Cosa la lega alla sua figura, oggi?

«Prima di tutto mi ritorna alla mente lo spirito di sacrificio con cui ha lottato costantemente per ristabilire l’importanza e la necessità dell’esorcistato nelle diocesi. In secondo luogo, quanto ho già affermato in un’intervista rilasciata all’Osservatore Romano nel 2014, in merito all’esorcismo quale opera di misericordia spirituale: lo stesso don Amorth, nel 2011, iniziò a parlare della correlazione tra esorcismo e carità, ripresa poi negli ultimi anni della sua vita. Una visione dell’esorcismo che potremmo inquadrare in chiave mistica: l’esorcismo in funzione della carità. Ebbene, in quest’aspetto mi sento fortemente legato a lui. E proprio da questa correlazione tra esorcismo e carità, sulla scia di don Gabriele, vivo il desiderio di soccorrere i fratelli tormentati dal Maligno, al punto da accettare con amore anche la guida di una presidenza così delicata, quale quella dell’AIE.

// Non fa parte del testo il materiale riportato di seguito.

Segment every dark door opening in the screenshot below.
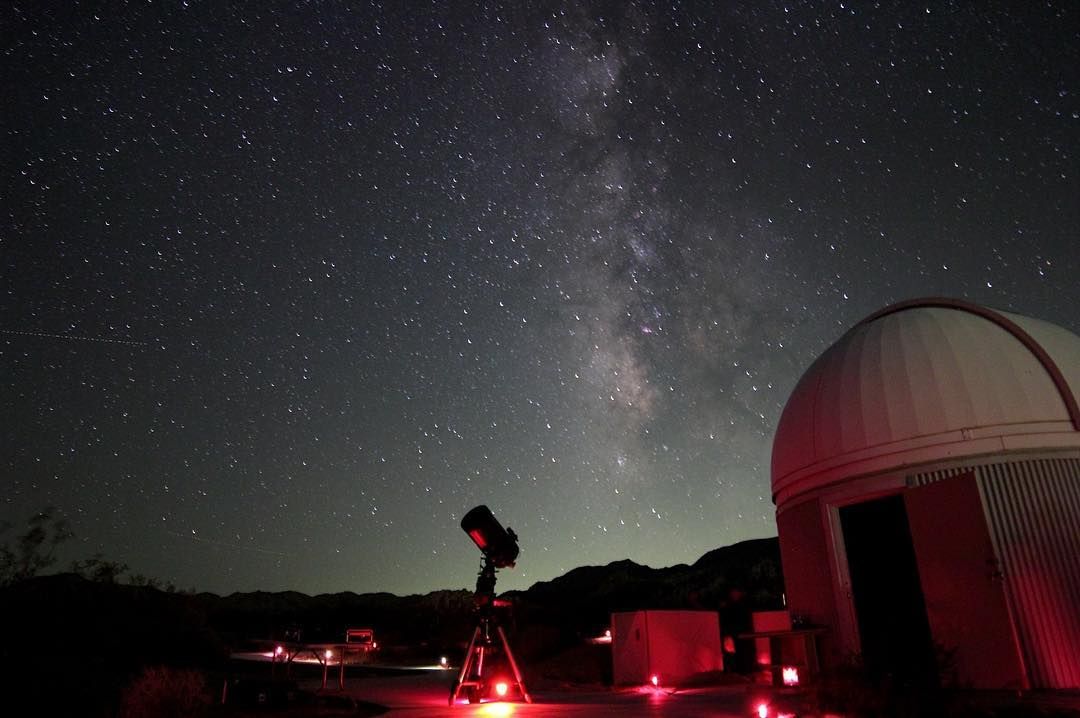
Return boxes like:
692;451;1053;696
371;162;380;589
840;495;937;685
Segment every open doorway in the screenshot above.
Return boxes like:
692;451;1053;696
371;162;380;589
839;495;937;685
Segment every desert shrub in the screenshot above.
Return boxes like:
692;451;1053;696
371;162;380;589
120;666;211;718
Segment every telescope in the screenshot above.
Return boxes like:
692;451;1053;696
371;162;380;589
450;504;532;705
461;504;518;568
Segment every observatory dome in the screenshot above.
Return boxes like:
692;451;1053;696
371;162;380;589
772;299;1080;506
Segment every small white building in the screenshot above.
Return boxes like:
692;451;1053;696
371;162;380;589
772;299;1080;689
611;611;724;686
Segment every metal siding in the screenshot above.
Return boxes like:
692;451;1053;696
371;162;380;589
980;459;1080;689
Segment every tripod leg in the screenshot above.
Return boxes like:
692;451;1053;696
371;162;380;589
450;626;480;705
496;626;532;703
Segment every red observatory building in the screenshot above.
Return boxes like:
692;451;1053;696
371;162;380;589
772;299;1080;689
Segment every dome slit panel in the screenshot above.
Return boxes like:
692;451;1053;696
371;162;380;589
892;315;948;438
923;309;980;434
833;327;867;453
879;313;933;444
859;315;891;446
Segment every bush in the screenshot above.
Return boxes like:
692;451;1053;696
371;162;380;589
120;666;212;718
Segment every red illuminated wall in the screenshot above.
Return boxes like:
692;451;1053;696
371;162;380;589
777;499;842;663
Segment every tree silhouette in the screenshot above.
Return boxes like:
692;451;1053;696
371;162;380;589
0;506;73;585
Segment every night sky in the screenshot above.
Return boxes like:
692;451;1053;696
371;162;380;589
0;0;1080;594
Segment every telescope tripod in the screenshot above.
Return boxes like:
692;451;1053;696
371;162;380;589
449;560;532;705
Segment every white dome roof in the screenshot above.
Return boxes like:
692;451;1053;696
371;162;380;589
772;299;1080;505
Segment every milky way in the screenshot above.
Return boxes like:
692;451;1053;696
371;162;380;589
0;2;1080;593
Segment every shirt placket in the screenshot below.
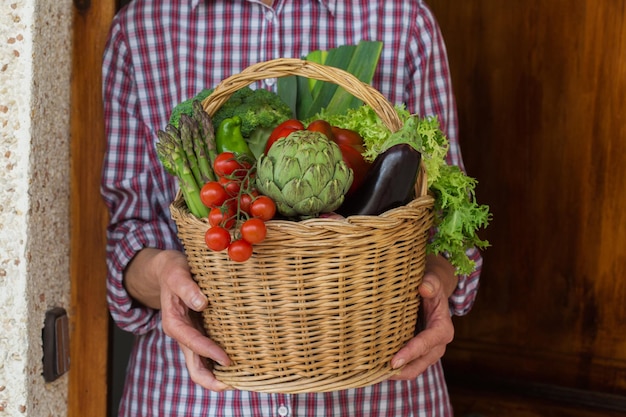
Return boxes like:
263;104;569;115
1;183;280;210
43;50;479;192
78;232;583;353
274;394;293;417
259;0;282;89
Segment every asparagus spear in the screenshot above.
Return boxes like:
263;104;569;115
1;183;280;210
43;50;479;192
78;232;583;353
192;100;217;171
156;125;209;217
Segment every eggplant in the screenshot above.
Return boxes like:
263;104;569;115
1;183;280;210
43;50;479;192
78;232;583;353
337;143;422;217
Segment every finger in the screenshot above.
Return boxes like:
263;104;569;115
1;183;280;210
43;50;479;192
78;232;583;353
181;345;232;392
163;270;208;311
418;274;442;298
390;346;446;380
391;317;454;369
161;303;230;366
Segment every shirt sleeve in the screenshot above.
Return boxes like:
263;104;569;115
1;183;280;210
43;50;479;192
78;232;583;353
406;3;482;315
101;17;180;334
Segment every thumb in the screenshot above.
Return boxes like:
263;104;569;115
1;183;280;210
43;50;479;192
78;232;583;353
418;273;441;298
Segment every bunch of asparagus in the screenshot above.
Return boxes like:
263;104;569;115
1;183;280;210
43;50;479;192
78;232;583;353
156;100;217;218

C'è un aneddoto che vuole ricordare di lui?

«Molti sono gli aneddoti della vita di don Amorth che mi hanno colpito, quasi tutti vissuti in un clima di gioia e di ironia, ideale per la lotta contro il diavolo, come insegnava san Filippo Neri. Ma c’è stato, in particolare, un episodio che ha lasciato in me un segno profondo: la descrizione del caso di possessione di Angelo Battisti. Dagli scritti di don Gabriele e dalle sue stesse narrazioni (radio, interviste, etc.), emerge la sua meraviglia davanti a una delle situazioni più difficili che abbia incontrato, mentre era discepolo di padre Candido dell’Immacolata. Costantemente ribadiva che, se non fosse stato il suo maestro – anche in virtù dei carismi mistici straordinari che aveva ricevuto in dono da Dio – a dargli la certezza morale dello stato di possessione del Battisti, mai avrebbe creduto che quell’uomo avesse bisogno di esorcismi. Ancor più significativo è quello che descrisse venticinque anni dopo, nel volume scritto in collaborazione con Paolo Rodari: “Il segno dell’esorcista”, nel quale s’interroga – e ci invita a interrogarci – su come l’uomo, anche in uno stato di autentica possessione, possa essere comunque libero di aderire a Dio e alla sua offerta di salvezza.

Infine, mi si consenta di ribadire un criterio generale che si desume dalla vita di don Amorth: egli ha sempre insegnato che la liberazione definitiva e stabile dall’azione straordinaria del diavolo è frutto e conseguenza della conformazione dell’uomo a Cristo, mediante la generosa assunzione della duplice “intenzionalità” dell’amore: verso Dio e verso il prossimo».